Mesure des résultats par la Confrontation des deux références

Premièrement : Il existe une déclaration de la Fédération allemande des médecins sur le sujet “Placebo en médecine” de 2010, qui a été publiée dans le Journal médical allemand. Si vous êtes intéressé et que vous l’avez manqué, vous pouvez télécharger le document ici. Selon le coauteur, le professeur Robert Jütte, le document, donne “un certain nombre d’exemples de ce qui peut être modifié dans la pratique pour utiliser l’effet placebo”.

Dans une interview qui vaut la peine d’être lue, Jütte a également commenté l’objectif de la déclaration et le rôle central de l’interaction médecin-patient : “Le médecin peut accomplir énormément de choses avec son comportement – avec l’empathie, la confiance et le cadre thérapeutique. Tout cela doit être correct pour que le médecin puisse réussir sa mesure, quelle que soit sa base factuelle. Tel est l’objectif principal de cet avis du conseil consultatif scientifique. Dans la pratique quotidienne, la réflexion sur la signification de l’interaction médecin-patient pour l’effet placebo devrait être au premier plan.”
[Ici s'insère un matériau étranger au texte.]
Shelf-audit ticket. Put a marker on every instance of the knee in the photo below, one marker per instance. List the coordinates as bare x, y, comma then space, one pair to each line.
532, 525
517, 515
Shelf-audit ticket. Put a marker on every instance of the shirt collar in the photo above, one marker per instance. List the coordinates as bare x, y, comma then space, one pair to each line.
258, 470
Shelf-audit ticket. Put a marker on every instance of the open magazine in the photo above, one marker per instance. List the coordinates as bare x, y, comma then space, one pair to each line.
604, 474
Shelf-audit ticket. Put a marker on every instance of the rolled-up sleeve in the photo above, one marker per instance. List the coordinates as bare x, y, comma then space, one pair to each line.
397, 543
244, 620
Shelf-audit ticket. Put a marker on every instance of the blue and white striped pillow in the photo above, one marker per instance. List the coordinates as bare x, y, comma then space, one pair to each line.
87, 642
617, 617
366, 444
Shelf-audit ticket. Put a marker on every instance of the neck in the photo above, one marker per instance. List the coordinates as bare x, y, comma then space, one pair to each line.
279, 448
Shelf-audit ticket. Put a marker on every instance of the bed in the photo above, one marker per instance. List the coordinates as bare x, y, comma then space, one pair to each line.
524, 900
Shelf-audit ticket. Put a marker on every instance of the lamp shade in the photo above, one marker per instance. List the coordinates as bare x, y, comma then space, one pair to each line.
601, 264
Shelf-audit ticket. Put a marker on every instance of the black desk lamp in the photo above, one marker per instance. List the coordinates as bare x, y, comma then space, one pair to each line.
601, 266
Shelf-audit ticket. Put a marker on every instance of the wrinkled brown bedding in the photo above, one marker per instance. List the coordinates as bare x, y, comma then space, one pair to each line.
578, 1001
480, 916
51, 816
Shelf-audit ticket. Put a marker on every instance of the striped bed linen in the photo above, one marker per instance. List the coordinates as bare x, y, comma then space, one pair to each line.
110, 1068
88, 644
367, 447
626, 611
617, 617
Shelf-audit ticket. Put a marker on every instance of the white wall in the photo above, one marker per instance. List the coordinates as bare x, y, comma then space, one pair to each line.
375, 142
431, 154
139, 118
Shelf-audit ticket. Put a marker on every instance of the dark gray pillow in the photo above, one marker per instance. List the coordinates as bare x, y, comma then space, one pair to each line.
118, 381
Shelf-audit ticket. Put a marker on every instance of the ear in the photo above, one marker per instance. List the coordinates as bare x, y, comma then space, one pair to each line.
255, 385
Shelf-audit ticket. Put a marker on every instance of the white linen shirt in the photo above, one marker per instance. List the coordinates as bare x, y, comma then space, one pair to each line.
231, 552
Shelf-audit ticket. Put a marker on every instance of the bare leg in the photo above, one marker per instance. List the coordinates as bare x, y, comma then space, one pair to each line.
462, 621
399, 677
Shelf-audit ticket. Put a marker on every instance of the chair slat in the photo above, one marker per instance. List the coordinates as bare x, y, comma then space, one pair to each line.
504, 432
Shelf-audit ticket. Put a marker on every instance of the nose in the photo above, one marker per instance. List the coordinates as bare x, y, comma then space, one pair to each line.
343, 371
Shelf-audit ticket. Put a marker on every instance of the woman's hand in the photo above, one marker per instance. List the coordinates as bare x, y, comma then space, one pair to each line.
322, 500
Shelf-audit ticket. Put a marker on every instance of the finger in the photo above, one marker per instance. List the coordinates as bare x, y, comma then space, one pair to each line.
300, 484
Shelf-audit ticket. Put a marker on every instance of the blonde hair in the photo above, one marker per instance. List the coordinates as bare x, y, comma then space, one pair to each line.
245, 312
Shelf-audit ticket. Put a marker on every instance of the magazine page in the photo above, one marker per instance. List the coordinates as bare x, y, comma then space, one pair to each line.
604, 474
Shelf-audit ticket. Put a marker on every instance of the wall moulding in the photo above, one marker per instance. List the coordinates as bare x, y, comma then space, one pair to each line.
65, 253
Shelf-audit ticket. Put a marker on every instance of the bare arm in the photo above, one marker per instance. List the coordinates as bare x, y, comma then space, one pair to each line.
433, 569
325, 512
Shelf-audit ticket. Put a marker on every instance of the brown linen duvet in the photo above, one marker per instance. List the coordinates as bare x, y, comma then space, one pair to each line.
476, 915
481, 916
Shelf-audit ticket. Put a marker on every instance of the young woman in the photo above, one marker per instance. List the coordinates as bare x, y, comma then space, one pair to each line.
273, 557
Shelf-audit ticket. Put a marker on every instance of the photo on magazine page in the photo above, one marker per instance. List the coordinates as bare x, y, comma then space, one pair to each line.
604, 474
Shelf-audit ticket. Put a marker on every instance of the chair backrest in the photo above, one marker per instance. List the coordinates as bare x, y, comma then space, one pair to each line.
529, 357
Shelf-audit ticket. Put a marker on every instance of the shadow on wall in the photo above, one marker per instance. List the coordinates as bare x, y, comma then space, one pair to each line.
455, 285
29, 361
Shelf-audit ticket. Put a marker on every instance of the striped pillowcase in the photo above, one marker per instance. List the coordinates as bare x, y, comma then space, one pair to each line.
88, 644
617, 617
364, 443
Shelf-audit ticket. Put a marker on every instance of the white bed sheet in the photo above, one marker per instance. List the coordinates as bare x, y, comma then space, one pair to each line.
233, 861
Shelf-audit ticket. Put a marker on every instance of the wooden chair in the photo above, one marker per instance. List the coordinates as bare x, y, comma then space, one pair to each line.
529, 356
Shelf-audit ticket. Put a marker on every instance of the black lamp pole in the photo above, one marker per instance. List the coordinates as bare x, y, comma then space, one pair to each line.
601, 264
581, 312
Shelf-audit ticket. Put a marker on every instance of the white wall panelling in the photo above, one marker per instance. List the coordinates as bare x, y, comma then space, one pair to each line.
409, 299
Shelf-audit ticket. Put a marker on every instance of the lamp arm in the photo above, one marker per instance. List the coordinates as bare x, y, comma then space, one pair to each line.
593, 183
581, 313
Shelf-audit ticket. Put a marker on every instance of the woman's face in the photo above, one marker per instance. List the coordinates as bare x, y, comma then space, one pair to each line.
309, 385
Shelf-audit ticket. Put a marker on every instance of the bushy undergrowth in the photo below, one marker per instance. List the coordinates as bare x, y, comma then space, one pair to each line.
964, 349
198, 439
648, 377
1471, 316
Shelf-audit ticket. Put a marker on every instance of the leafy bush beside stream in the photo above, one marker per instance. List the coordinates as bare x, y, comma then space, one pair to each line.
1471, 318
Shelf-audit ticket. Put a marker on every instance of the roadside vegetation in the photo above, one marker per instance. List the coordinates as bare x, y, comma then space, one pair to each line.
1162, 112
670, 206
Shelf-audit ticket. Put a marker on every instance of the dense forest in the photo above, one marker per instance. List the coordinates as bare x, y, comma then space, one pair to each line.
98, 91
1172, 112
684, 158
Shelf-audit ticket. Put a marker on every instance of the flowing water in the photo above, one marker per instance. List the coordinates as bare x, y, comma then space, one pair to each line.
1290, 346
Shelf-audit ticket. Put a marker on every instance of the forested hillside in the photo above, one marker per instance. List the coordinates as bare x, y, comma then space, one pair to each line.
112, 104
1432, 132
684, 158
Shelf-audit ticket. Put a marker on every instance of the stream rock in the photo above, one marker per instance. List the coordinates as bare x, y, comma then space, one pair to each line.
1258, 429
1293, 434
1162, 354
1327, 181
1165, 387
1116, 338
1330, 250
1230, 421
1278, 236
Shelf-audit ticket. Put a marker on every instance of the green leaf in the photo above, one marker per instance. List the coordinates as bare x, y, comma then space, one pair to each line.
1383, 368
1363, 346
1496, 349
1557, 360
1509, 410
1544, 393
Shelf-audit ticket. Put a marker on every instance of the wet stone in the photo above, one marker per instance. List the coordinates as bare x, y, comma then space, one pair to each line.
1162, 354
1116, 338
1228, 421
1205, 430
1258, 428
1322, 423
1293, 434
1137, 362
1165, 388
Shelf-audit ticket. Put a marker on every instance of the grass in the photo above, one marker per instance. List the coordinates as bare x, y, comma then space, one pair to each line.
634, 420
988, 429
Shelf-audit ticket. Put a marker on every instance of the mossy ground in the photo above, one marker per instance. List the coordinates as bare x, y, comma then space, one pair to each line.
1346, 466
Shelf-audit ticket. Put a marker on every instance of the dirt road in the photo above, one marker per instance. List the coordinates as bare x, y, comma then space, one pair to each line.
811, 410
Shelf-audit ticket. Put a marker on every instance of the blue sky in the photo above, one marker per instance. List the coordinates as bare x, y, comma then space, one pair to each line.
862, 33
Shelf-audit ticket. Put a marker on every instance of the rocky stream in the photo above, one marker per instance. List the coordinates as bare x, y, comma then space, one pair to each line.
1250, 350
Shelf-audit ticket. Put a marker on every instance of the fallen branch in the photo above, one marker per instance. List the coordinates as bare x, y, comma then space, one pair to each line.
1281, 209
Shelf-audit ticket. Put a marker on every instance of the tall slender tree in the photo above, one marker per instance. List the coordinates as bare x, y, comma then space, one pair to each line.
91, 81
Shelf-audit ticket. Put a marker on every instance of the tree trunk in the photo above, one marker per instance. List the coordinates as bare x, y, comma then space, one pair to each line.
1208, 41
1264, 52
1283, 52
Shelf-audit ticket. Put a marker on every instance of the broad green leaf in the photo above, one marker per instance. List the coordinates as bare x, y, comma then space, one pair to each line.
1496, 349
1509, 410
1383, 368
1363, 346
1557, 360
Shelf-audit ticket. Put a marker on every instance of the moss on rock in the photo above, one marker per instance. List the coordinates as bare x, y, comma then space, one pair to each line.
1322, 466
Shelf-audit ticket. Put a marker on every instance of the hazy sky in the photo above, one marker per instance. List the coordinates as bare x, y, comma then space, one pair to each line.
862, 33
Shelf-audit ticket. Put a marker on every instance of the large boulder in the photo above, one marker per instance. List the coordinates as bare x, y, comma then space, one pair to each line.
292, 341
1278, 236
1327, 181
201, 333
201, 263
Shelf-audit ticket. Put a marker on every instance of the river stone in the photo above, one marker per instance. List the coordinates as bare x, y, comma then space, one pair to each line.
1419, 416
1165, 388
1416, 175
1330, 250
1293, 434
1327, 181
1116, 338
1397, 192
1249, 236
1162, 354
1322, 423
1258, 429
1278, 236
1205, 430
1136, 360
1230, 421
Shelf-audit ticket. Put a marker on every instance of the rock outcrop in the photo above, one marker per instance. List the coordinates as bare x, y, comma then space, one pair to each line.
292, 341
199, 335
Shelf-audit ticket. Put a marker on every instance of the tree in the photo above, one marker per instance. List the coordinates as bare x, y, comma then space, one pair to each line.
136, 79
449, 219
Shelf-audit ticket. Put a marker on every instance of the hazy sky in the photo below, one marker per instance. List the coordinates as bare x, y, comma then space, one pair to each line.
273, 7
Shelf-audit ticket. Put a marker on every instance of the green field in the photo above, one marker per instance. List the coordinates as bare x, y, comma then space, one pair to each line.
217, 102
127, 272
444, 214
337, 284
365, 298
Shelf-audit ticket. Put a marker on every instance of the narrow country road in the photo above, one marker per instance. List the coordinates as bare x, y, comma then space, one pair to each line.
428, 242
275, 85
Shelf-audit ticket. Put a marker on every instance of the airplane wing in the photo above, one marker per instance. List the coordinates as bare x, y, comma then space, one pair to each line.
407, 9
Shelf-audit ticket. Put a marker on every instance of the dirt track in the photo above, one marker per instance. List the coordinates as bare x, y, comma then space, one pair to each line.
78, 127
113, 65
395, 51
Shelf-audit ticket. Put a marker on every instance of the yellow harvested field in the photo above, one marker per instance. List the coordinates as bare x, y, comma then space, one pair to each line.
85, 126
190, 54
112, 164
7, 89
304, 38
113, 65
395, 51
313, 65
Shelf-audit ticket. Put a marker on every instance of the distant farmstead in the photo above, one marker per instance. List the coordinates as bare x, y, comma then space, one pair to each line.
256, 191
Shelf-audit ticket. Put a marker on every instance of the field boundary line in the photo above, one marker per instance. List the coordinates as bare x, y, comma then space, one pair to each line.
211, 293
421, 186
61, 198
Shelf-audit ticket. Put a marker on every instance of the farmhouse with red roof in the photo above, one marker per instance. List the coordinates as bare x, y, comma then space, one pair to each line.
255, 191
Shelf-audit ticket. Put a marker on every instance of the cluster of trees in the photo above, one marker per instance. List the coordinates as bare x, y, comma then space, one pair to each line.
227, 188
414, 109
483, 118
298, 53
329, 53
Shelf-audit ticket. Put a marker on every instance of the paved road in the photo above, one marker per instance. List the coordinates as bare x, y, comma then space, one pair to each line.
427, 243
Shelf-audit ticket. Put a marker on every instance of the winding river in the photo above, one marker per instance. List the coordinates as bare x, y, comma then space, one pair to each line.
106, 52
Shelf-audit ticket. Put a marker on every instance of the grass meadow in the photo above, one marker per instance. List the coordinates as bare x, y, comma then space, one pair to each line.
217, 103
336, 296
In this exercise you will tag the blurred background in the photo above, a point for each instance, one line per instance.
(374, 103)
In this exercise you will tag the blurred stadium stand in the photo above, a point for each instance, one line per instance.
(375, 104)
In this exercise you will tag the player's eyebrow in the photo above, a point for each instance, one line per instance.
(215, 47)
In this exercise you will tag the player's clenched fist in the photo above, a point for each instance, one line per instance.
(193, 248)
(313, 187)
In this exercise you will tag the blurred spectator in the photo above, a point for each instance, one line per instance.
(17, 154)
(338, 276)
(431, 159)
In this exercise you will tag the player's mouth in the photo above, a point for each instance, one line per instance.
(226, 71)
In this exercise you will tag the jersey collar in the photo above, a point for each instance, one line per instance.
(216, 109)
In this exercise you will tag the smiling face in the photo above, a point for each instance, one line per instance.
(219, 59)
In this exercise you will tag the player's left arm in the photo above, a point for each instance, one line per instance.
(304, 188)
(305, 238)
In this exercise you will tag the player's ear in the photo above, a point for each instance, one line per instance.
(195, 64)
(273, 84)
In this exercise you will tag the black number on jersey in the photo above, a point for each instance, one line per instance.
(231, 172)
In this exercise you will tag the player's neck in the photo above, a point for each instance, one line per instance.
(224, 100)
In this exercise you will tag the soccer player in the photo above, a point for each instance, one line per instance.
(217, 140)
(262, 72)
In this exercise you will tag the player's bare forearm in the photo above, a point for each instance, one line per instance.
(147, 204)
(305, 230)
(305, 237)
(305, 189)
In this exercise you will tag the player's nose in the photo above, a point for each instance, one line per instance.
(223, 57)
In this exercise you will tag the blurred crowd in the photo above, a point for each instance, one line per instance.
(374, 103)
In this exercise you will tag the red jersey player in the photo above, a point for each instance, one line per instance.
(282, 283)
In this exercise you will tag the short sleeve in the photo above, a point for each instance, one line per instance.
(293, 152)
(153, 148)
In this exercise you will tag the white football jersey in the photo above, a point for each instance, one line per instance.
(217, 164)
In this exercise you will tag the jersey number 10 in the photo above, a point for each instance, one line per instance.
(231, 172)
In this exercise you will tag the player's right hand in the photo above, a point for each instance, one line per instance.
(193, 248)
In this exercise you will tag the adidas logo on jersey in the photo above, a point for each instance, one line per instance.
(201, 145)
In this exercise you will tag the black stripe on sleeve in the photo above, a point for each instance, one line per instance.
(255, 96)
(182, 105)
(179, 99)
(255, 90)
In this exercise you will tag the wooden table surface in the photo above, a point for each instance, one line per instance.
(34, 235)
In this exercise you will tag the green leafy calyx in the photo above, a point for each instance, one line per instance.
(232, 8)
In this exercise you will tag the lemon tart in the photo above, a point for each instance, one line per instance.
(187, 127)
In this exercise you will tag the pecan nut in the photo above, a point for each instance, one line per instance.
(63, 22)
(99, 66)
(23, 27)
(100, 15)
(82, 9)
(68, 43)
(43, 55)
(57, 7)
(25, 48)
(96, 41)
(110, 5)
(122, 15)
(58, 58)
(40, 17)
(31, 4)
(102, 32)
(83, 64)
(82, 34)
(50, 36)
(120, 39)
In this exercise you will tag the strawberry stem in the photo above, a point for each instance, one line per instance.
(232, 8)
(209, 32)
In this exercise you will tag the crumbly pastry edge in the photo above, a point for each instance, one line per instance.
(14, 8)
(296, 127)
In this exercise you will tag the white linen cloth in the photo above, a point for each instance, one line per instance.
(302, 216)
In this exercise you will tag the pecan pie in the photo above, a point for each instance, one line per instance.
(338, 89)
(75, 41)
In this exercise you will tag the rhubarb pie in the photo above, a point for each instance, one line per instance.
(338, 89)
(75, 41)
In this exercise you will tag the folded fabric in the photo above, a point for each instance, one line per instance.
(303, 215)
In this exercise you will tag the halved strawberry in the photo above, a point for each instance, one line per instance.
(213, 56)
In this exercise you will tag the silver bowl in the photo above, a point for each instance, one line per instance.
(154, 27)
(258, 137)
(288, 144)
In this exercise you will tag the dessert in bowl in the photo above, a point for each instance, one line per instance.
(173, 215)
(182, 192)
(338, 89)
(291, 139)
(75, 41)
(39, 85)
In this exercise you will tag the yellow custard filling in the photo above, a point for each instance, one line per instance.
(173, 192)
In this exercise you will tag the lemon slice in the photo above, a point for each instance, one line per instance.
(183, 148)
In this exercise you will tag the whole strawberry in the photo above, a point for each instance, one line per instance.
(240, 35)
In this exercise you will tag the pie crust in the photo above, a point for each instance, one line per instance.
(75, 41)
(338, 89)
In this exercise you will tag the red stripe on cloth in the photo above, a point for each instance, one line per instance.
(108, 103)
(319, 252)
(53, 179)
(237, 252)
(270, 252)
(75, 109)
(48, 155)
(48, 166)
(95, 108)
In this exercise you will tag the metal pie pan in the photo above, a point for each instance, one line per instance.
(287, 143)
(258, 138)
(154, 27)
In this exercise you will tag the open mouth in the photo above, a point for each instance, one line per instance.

Nocebo : Avec le prix, les effets secondaires (perçus) augmentent

Deuxièmement, en plus de l’effet placebo, il y a aussi l’effet nocebo. Cette attente influence le traitement des stimuli de la douleur par le système de modulation de la douleur. Et si les patients supposent qu’ils prennent un médicament coûteux (fictif), les effets secondaires allégués sont apparemment encore plus importants, comme le rapporte cet article sur l’esanum.